A Minnesota cannabis company is at odds with Faribault police after officers confiscated plants from a parking lot tent sale on suspicion that the company was illegally selling marijuana.

Officers responded Tuesday afternoon to citizen complaints of possible marijuana plants being sold in the parking lot of the Total Tobacco shop in the 400 block of Fourth Street NW. Tuesday was the first day it was legal to possess marijuana and to grow it in one's home under Minnesota's new legalization law.

Officers found 22 plants, each labeled by strain, according to a news release from the Faribault Police Department. Some of the plants contained THC concentration exceeding the .3% legal limit for hemp, the department said.

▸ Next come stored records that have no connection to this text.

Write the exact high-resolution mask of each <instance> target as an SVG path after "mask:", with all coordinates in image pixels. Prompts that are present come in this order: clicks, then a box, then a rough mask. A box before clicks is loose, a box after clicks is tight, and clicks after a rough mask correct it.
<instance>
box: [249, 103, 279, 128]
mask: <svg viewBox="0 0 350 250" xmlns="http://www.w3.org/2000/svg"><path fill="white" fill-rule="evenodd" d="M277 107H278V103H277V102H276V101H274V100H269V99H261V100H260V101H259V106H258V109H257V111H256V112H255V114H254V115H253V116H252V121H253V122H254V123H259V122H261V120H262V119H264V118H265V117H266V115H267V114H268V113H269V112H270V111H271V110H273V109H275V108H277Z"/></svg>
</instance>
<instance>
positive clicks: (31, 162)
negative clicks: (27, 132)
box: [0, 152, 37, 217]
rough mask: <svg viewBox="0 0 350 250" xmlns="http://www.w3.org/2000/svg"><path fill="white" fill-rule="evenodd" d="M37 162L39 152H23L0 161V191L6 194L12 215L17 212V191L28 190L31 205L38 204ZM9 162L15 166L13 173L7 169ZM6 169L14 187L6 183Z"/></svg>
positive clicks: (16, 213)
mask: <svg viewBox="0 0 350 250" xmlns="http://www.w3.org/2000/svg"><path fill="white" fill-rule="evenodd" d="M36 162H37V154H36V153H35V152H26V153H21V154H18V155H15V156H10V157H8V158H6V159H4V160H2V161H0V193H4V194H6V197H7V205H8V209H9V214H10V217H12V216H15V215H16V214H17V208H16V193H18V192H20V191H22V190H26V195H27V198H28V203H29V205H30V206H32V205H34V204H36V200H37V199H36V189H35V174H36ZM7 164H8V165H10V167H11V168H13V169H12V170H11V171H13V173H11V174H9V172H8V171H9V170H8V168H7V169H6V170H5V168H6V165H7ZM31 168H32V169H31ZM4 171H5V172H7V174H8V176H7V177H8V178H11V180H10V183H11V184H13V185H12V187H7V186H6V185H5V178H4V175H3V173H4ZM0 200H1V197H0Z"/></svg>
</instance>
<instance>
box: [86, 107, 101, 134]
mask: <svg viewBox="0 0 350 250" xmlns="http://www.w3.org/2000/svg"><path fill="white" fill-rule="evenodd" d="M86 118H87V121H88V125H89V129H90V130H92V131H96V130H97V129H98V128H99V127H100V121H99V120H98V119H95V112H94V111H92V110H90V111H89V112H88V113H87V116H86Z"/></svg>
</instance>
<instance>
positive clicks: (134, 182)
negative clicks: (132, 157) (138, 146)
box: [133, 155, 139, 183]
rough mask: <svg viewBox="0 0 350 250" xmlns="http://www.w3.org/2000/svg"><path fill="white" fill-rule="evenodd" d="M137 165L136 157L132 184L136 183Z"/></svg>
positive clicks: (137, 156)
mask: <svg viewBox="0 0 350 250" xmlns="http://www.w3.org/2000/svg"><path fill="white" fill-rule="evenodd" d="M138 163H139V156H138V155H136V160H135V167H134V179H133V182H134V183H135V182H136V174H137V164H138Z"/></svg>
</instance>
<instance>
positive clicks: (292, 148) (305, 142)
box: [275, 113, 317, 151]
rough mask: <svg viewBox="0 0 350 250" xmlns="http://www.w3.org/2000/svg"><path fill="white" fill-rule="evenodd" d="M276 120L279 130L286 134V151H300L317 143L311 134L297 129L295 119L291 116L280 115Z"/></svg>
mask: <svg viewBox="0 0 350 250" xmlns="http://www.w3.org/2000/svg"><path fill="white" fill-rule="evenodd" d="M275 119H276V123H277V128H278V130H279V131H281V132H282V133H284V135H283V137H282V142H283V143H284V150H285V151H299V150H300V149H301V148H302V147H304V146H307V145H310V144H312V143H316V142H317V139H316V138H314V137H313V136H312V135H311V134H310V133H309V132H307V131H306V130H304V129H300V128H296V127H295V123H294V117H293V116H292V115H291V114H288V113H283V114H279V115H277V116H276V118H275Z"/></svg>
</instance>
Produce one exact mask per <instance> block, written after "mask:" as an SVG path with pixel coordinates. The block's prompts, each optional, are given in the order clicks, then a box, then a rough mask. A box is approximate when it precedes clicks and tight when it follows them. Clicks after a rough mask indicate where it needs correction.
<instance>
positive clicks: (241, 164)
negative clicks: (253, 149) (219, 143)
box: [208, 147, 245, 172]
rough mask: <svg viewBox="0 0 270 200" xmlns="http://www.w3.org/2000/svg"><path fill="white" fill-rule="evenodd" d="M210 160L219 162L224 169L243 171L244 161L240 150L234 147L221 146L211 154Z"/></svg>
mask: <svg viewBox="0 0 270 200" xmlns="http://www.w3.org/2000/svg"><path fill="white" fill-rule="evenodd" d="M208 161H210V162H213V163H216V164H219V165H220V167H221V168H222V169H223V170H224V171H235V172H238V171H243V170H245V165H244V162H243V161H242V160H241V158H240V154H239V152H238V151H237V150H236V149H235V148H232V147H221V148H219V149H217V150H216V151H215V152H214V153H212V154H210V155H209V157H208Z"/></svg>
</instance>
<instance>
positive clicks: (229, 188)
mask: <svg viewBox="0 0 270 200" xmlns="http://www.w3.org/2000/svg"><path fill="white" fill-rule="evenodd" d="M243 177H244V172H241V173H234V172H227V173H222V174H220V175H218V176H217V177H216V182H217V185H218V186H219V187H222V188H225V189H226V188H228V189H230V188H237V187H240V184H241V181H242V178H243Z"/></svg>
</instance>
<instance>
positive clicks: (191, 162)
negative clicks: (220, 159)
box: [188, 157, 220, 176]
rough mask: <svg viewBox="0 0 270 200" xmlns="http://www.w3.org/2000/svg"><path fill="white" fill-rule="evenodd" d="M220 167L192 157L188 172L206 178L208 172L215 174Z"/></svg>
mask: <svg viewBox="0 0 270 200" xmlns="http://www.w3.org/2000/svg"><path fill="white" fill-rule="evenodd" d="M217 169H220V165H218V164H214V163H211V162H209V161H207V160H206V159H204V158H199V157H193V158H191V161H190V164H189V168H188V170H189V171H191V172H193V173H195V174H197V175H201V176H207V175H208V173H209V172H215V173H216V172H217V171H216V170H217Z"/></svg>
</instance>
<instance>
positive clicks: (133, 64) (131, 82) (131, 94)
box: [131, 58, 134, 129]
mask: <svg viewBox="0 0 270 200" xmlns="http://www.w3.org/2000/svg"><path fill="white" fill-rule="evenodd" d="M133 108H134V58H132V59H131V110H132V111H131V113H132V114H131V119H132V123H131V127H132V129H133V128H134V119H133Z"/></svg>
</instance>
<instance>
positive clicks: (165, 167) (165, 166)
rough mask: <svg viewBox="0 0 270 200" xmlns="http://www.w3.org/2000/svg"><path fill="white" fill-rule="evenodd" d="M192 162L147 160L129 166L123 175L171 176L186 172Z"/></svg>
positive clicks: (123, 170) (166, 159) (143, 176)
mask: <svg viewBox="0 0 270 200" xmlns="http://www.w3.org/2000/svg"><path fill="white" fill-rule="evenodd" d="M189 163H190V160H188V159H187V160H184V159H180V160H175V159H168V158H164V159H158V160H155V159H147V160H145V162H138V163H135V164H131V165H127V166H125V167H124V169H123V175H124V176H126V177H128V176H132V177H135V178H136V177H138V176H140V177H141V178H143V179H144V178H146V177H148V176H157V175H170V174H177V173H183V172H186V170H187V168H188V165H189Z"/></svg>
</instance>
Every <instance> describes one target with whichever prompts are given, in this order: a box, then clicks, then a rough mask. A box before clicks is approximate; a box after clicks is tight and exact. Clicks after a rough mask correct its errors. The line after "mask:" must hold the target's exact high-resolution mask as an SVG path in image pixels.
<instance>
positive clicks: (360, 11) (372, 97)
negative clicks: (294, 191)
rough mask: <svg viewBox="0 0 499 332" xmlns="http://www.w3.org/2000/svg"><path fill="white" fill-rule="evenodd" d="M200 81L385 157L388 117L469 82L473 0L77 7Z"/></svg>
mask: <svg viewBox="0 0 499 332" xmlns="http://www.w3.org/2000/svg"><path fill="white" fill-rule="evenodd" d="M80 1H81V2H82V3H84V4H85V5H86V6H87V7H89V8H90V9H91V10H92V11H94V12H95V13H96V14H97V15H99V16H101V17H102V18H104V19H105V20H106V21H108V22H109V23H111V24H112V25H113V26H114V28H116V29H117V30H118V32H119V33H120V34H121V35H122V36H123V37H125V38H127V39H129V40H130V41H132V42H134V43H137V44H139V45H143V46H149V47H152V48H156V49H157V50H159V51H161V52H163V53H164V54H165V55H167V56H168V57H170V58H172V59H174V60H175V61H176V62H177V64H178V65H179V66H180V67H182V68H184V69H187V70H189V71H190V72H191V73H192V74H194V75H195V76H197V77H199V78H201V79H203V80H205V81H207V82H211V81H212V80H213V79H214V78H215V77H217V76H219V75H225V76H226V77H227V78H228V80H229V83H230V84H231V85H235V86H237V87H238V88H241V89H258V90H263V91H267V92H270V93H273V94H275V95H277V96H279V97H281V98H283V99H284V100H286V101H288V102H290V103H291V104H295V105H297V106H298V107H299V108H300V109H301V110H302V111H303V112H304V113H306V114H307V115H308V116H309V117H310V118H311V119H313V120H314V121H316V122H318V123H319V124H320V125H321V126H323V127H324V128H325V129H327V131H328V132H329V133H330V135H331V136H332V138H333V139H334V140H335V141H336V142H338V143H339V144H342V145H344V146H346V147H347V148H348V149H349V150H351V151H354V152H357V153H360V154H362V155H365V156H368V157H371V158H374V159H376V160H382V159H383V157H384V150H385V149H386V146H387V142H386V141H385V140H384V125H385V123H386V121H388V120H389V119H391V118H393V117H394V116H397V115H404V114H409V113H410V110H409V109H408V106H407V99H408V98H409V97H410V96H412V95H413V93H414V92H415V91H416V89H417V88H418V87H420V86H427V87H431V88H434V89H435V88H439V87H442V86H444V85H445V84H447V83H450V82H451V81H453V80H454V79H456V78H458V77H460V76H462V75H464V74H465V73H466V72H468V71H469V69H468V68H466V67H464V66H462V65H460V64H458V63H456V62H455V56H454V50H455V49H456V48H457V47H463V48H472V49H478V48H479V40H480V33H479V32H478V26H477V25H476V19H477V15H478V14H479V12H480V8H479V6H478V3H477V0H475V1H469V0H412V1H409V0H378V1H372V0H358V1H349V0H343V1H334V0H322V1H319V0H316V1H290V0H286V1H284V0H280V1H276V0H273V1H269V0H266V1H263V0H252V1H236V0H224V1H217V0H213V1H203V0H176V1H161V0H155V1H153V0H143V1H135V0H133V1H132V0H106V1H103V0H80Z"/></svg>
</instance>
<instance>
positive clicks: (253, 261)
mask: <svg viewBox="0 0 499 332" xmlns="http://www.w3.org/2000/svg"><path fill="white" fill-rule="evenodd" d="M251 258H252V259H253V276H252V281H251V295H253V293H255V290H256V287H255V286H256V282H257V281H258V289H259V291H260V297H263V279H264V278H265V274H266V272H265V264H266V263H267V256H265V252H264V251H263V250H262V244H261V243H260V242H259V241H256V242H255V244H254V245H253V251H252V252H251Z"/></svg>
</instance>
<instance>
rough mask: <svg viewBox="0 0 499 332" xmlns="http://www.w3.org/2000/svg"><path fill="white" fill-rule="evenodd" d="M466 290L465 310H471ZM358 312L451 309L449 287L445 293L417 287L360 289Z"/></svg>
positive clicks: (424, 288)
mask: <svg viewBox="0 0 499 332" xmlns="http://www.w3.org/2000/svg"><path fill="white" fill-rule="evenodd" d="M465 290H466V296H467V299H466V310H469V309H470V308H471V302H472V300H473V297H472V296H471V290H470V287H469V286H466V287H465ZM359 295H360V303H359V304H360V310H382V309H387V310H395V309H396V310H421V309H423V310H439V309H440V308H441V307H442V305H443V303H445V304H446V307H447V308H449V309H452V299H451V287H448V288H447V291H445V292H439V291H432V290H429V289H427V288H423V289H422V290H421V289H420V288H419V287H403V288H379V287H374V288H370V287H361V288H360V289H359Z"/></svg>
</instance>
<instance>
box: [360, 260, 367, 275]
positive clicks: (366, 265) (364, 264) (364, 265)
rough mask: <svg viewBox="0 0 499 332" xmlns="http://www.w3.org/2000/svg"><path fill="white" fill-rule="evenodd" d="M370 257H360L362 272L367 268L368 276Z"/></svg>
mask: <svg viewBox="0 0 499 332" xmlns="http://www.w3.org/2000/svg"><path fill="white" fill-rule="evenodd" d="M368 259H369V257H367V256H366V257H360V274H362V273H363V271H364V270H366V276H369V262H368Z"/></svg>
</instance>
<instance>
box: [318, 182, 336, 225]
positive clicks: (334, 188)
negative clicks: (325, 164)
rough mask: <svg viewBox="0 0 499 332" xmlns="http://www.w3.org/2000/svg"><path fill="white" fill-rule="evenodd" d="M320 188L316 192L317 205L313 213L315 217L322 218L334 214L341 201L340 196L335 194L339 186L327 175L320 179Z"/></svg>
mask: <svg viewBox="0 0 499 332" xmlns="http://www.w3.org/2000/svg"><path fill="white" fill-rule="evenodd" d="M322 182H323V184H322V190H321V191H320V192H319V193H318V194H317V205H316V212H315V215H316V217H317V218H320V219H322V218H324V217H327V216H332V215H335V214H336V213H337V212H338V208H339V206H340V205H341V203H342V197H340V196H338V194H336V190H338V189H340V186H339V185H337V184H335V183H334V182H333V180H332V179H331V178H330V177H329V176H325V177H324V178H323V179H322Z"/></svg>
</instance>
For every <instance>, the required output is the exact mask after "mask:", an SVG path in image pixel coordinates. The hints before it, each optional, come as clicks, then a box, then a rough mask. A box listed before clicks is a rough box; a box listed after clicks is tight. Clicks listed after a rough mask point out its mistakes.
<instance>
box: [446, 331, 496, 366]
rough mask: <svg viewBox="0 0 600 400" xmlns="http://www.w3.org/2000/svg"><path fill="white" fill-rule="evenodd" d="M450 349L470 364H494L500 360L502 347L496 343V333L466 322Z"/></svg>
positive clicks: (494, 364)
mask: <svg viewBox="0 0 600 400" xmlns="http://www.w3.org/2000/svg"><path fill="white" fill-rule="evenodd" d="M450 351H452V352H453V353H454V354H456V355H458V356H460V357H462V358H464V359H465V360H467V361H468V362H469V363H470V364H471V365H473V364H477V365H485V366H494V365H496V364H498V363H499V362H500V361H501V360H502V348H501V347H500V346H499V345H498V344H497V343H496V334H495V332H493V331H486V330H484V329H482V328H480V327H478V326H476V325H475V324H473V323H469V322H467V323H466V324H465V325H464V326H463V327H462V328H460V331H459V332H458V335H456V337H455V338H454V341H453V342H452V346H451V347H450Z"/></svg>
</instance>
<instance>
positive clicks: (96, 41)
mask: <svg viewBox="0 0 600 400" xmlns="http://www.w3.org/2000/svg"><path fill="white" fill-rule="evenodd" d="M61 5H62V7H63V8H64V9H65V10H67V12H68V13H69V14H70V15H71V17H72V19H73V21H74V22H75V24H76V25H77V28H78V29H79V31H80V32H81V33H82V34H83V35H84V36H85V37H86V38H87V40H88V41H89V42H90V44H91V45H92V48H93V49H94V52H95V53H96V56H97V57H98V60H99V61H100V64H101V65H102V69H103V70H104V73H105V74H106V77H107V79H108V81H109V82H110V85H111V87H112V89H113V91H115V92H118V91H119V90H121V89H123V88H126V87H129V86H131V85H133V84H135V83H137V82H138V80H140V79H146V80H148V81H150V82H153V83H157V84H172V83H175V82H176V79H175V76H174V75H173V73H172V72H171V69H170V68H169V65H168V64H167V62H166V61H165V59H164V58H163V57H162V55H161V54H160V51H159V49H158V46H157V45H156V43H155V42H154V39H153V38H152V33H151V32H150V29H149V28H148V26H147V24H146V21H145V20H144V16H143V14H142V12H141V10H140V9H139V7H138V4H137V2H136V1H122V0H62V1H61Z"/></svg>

Police seized the plants and started an investigation. No arrests have been made and no charges were filed as of Wednesday evening. While it's undetermined if there will be charges, Faribault Police Chief John Sherwin said selling the plants appears to be a violation.

"There's a consensus that the product being sold as is is not allowed under Minnesota, even the new law," Sherwin told the Star Tribune.

Video of the seizure was posted on TikTok, where it has over 50,000 views.

Matt Little, owner of Midwest Extraction Services which was selling the plants, said it was a legal operation. The plants were in an early "vegetation" state and had no THC in them, Little said. The labels showing THC amounts above .3% were only what the plants would grow to, he said.

"It had 'potential' labeling and also had that these were under the .3% guidelines," Little said.

Little was upset with the response when he called police to ask about the seizure, saying he was turned down multiple times over the phone before getting an explanation.

"They didn't call me back after multiple calls, that was what was really disheartening," he said.

Minnesota businesses are not allowed to sell marijuana until they receive licenses, which have not been issued yet and could take until January 2025. Seeds are legal to sell for marijuana growth under the new state law.

Little said the company consulted with lawyers and that he believes they are within their rights and that the plants are not considered marijuana until they rise above .3% THC.

Sherwin disagreed with that interpretation, saying that a plant that grows into marijuana is still illegal to sell.

"A marijuana plant that doesn't have marijuana bud on it is still a marijuana plant," he said.

Jason Tarasek, an attorney who specializes in cannabis law, said he is not surprised there is disagreement and confusion. The 2018 federal farm bill defines hemp as being cannabis plants with .3% THC or less.

"I could see how they could make a straight-faced argument that it is hemp," he said.

The issue with that argument, Tarasek said, is that Minnesota regulators are taking a different interpretation — that plants that grow into marijuana are still considered a marijuana plant.

"At the very least, it's a gray area, but our regulators have been non-ambiguous in their interpretation," he said.